DocugamiLoader#

class langchain_community.document_loaders.docugami.DocugamiLoader[source]#

Bases: BaseLoader, BaseModel

Deprecated since version 0.0.24: Use :class:`~docugami_langchain.DocugamiLoader` instead. It will not be removed until langchain-community==1.0.

Load from Docugami.

To use, you should have the dgml-utils python package installed.

Create a new model by parsing and validating input data from keyword arguments.

Raises [ValidationError][pydantic_core.ValidationError] if the input data cannot be validated to form a valid model.

self is explicitly positional-only to allow self as a field name.

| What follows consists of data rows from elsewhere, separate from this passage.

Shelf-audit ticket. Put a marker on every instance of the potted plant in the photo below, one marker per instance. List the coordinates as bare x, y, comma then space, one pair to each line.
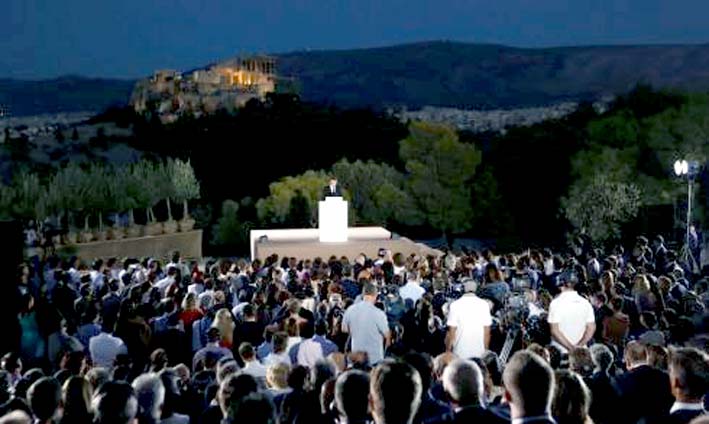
166, 187
66, 188
99, 198
28, 191
186, 188
151, 188
136, 196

param access_token: str | None = None#: The Docugami API access token to use.

param api: str = 'https://api.docugami.com/v1preview1'#: The Docugami API endpoint to use.

param document_ids: Sequence[str] | None = None#: The Docugami API document IDs to use.

param file_paths: Sequence[Path | str] | None [Required]#: The local file paths to use.

param include_project_metadata_in_doc_metadata: bool = True#: Set to True if you want to include the project metadata in the doc metadata.

param include_xml_tags: bool = False#: Set to true for XML tags in chunk output text.

param max_metadata_length: int = 512#: Max length of metadata text returned.

param min_text_length: int = 32#: Threshold under which chunks are appended to next to avoid over-chunking.

param parent_hierarchy_levels: int = 0#: Set appropriately to get parent chunks using the chunk hierarchy.

param sub_chunk_tables: bool = False#: Set to True to return sub-chunks within tables.

param whitespace_normalize_text: bool = True#: Set to False if you want to full whitespace formatting in the original XML doc, including indentation.

async alazy_load() → AsyncIterator[Document]#

A lazy loader for Documents.

async aload() → list[Document]#

Load data into Document objects.

lazy_load() → Iterator[Document]#

A lazy loader for Documents.

Load documents.

load_and_split( text_splitter: TextSplitter | None = None, ) → list[Document]#

Load Documents and split into chunks. Chunks are returned as Documents.

Do not override this method. It should be considered to be deprecated!

Parameters:: text_splitter (Optional[TextSplitter]) – TextSplitter instance to use for splitting documents. Defaults to RecursiveCharacterTextSplitter.
Returns:: List of Documents.
Return type:: list[Document]